GSoC 1: Describing the project: Adding spatial partitioning to Dask-GeoPandas
June 20, 2021 GSoc Dask-GeoPandas Spatial partitioning
About the project
Earlier this year I was accepted onto the Google Summer of Code 2021 to create a GeoPandas-Dask bridge to scale geospatial analysis, supported by numfocus.org. This 10 week program gives me the opportunity to develop software skills with some of the key GeoPandas developers.
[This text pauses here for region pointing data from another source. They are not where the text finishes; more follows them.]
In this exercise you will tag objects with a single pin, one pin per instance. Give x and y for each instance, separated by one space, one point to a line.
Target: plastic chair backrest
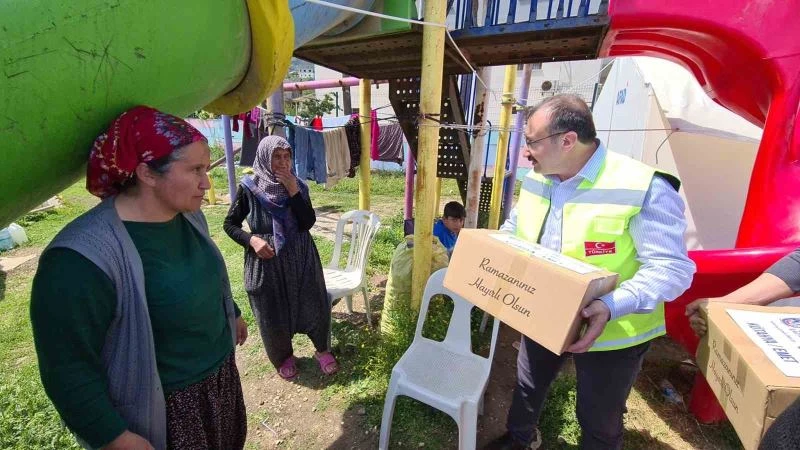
459 333
364 228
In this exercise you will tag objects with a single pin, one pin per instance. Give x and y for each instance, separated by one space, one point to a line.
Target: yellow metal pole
507 101
212 194
365 96
438 198
428 147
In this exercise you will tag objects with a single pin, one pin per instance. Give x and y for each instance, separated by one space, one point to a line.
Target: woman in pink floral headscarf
133 318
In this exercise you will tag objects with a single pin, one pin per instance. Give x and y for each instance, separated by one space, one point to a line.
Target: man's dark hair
455 210
567 112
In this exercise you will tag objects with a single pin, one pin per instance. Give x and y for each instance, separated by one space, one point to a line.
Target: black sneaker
507 442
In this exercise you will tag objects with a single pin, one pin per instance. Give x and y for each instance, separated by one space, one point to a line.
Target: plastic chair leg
484 321
388 413
468 427
366 306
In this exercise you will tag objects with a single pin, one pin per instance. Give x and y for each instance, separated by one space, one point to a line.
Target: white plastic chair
345 281
446 375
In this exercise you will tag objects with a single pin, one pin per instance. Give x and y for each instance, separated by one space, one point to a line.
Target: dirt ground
296 414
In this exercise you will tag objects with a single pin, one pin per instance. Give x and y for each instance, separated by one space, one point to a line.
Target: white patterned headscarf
262 166
271 193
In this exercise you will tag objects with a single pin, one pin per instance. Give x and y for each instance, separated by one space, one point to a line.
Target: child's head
453 217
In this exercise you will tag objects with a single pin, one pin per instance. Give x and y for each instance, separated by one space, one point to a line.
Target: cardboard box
745 356
536 291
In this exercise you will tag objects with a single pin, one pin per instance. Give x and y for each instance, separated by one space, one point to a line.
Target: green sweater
191 333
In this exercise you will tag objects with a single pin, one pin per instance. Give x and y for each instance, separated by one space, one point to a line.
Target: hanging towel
390 143
337 153
373 147
353 130
253 133
310 160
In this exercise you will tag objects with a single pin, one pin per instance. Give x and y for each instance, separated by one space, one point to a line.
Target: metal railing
506 12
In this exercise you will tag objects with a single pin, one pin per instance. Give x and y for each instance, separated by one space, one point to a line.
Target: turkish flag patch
600 248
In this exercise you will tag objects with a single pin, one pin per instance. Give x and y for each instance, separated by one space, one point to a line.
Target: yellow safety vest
595 229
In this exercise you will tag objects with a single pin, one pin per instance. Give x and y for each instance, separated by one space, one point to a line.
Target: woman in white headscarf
282 270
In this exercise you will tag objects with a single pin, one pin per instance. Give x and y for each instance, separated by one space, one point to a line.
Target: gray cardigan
129 353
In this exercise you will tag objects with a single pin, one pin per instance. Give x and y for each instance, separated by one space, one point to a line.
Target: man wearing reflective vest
613 212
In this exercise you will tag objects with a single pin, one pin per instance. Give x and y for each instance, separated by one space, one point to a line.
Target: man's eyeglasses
531 142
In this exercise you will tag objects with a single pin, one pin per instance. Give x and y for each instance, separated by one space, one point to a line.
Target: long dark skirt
209 414
288 296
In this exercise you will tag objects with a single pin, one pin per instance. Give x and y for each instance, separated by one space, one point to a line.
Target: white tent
655 111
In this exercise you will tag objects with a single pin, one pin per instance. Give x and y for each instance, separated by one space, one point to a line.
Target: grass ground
315 412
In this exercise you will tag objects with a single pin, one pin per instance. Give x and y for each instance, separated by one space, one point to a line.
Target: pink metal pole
323 84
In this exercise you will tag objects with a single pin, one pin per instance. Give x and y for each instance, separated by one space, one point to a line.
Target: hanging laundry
375 132
390 143
310 161
254 131
353 130
337 154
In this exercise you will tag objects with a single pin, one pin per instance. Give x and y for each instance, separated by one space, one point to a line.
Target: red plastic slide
746 53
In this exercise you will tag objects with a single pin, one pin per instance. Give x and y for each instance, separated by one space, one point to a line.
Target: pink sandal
288 370
327 363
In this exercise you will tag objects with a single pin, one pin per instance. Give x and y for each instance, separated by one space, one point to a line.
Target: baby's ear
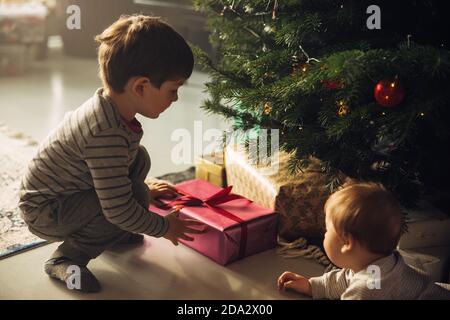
348 243
348 182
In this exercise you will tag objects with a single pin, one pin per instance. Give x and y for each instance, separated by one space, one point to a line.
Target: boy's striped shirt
91 149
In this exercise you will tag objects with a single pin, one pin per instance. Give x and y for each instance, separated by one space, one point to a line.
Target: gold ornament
267 108
343 108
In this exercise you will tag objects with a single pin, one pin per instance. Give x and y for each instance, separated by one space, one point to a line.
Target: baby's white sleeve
331 285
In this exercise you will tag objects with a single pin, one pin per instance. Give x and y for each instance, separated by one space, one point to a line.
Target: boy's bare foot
75 276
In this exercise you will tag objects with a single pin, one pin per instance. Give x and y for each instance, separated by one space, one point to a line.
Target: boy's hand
178 228
161 189
296 282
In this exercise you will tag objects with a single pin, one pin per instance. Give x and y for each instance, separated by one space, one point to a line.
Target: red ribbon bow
220 197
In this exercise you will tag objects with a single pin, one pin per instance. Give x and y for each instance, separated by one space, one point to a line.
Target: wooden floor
156 270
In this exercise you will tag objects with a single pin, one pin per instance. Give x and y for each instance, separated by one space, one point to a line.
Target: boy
363 223
85 186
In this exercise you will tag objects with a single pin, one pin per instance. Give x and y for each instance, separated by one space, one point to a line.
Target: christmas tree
361 85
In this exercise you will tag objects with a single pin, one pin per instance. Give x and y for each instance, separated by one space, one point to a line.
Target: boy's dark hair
142 46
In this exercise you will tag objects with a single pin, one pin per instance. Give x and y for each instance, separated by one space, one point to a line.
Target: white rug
16 150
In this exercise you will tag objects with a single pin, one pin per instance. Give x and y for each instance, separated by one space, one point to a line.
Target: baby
363 227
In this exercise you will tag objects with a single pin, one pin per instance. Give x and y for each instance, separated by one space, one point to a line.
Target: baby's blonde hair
369 213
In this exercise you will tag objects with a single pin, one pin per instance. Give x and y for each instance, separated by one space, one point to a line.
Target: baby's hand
178 228
293 281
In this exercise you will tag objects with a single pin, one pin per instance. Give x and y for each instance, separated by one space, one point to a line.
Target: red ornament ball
389 93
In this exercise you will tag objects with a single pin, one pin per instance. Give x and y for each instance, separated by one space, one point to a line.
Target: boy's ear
138 85
348 243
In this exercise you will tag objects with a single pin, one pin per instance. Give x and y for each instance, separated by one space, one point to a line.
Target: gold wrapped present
298 198
211 168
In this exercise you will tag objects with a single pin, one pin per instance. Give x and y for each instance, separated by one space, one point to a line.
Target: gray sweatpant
78 220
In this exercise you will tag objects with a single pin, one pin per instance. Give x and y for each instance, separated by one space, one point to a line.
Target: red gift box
235 227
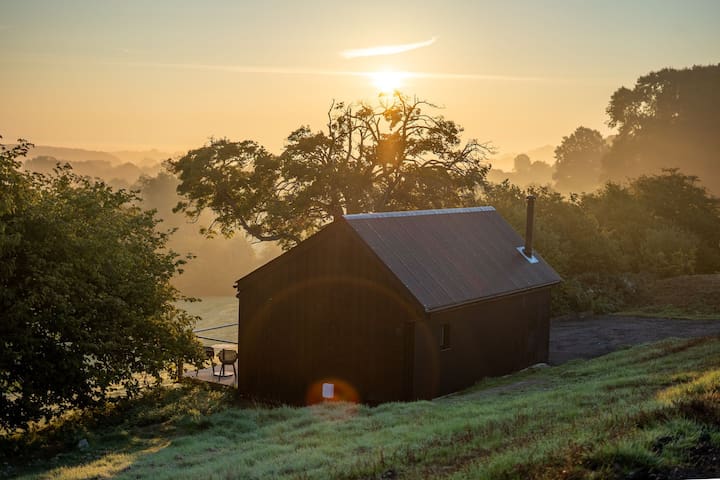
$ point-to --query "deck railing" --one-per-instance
(217, 327)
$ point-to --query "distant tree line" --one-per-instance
(639, 212)
(85, 296)
(610, 244)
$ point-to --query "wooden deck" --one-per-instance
(206, 375)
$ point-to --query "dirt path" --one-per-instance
(597, 335)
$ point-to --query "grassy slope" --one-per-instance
(650, 408)
(688, 296)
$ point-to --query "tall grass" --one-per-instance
(634, 412)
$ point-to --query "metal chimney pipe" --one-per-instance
(529, 223)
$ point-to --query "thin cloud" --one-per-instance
(386, 49)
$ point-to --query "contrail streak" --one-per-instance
(386, 49)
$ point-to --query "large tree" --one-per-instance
(578, 159)
(85, 298)
(669, 119)
(392, 156)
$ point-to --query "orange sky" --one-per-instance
(170, 74)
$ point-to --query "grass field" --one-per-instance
(694, 297)
(652, 409)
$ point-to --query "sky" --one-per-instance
(116, 75)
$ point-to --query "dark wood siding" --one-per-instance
(325, 311)
(486, 339)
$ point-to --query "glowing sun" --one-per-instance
(387, 81)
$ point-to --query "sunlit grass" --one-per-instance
(641, 408)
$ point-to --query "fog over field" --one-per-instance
(218, 261)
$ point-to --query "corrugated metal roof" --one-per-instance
(454, 256)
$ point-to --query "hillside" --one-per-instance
(648, 412)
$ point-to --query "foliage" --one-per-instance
(85, 298)
(578, 160)
(605, 243)
(394, 156)
(668, 119)
(637, 413)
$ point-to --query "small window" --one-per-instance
(445, 336)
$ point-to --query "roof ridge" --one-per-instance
(413, 213)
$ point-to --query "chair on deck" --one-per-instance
(227, 357)
(209, 355)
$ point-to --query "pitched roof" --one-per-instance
(450, 257)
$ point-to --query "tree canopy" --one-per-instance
(578, 161)
(85, 298)
(392, 156)
(669, 119)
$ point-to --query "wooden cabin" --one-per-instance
(394, 306)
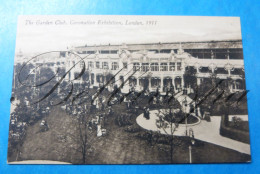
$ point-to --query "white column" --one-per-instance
(161, 90)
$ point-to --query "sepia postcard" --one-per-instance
(128, 90)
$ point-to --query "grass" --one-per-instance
(117, 147)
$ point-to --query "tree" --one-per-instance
(190, 77)
(82, 134)
(168, 120)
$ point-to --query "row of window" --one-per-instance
(172, 66)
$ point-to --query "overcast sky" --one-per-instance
(38, 37)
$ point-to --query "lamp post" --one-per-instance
(192, 142)
(184, 103)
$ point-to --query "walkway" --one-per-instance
(205, 131)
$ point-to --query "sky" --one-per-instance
(38, 34)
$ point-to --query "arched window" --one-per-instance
(154, 67)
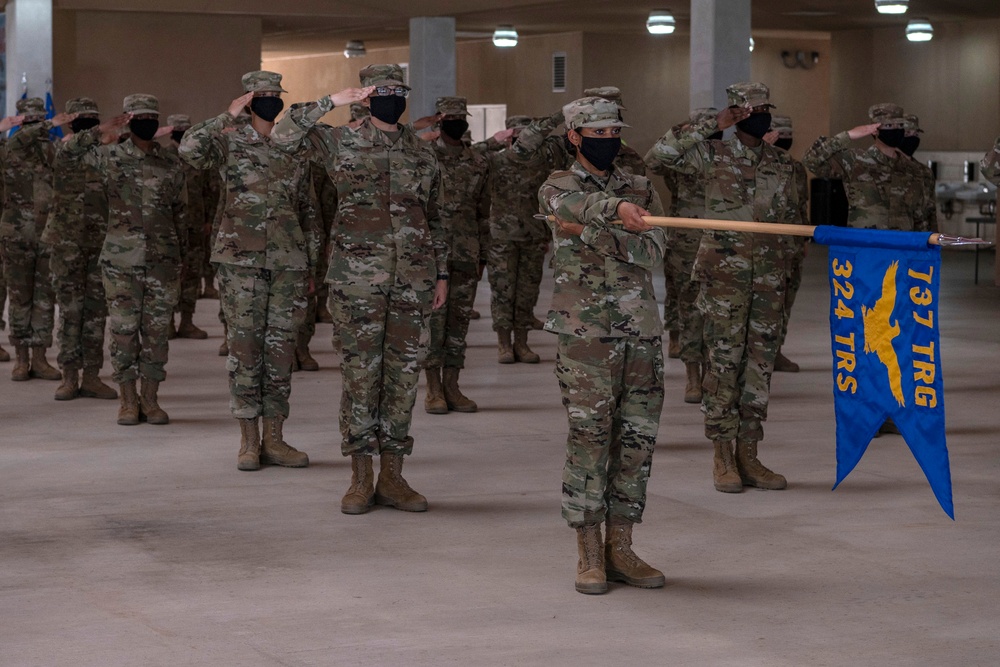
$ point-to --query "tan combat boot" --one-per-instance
(303, 359)
(522, 352)
(622, 564)
(92, 387)
(673, 345)
(505, 352)
(149, 407)
(434, 402)
(692, 390)
(128, 411)
(361, 495)
(392, 490)
(278, 452)
(783, 364)
(40, 367)
(590, 576)
(753, 472)
(70, 386)
(724, 473)
(249, 456)
(187, 329)
(22, 364)
(453, 396)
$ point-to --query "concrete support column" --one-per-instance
(29, 48)
(432, 63)
(720, 49)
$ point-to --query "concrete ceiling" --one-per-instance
(317, 26)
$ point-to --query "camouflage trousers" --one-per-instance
(681, 308)
(741, 342)
(31, 308)
(613, 392)
(141, 301)
(264, 310)
(450, 323)
(191, 270)
(83, 310)
(793, 281)
(383, 337)
(515, 276)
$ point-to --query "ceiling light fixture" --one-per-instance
(505, 36)
(355, 49)
(891, 6)
(660, 22)
(919, 30)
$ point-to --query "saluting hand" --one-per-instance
(237, 105)
(631, 215)
(864, 131)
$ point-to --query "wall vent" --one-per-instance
(559, 72)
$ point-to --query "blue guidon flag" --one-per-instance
(886, 347)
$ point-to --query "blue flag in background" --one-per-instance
(50, 111)
(884, 312)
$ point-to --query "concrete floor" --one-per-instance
(144, 546)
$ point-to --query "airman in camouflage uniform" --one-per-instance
(680, 309)
(795, 246)
(265, 252)
(610, 359)
(878, 180)
(464, 207)
(516, 255)
(27, 175)
(388, 269)
(75, 231)
(911, 141)
(193, 247)
(141, 257)
(742, 275)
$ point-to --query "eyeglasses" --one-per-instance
(399, 91)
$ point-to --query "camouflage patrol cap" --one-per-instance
(749, 94)
(359, 111)
(912, 123)
(702, 114)
(782, 125)
(179, 121)
(30, 107)
(261, 81)
(452, 106)
(516, 122)
(82, 105)
(612, 93)
(889, 115)
(382, 75)
(138, 103)
(592, 112)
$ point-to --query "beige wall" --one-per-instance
(952, 82)
(192, 63)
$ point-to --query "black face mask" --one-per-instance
(388, 108)
(600, 152)
(267, 108)
(892, 138)
(454, 128)
(757, 125)
(144, 128)
(82, 124)
(910, 145)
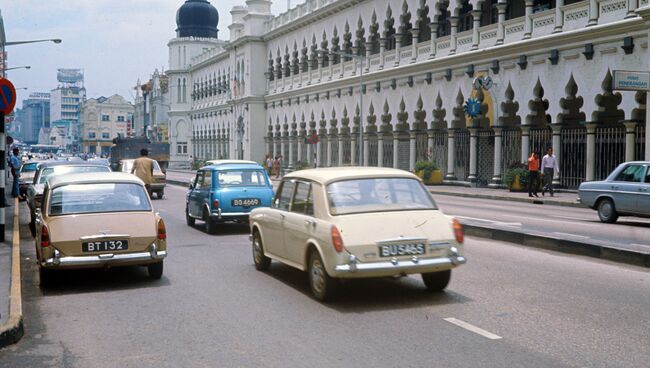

Dask-GeoPandas is a relatively immature project, which aims to overcome the scalability limitation of using GeoPandas by using Dask as a bridge. GeoPandas is the most popular Python project for handling geographic problems and data but computation must be done in-memory. Dask is an open source Python library that enables working with arbitrarily large datasets and dramatically increases the speed of computation. Dask provides a familiar API to the Pydata stack (Pandas, Scikit-Learn, Numpy) and overcomes the scalability problem of these tools - which were not designed to be scalable for datasets that are larger than memory. This is achieved by partitioning large datasets into smaller chunks and applying a function to a subset of the dataset.
As noted in the previous blog post, the key challenge of partitioning spatial data is that it is multi-dimensional, which requires a different approach to one-dimensional data. Dask-GeoPandas currently repartitions datasets using an element-wise operation, which means that every possible candidate in the spatial query must be evaluated. Spatially partitioning the data is a great improvement for Dask-GeoPandas for both IO and applying spatial operations. By only considering potential candidates that spatially overlap one another, in terms of their spatial partition, this reduces the time-complexity considerably.
Spatial partitioning in Python isn’t new, and is something that SpatialPandas has already implemented. The next blogpost will cover what spatial partitioning is, and I will then cover common techniques.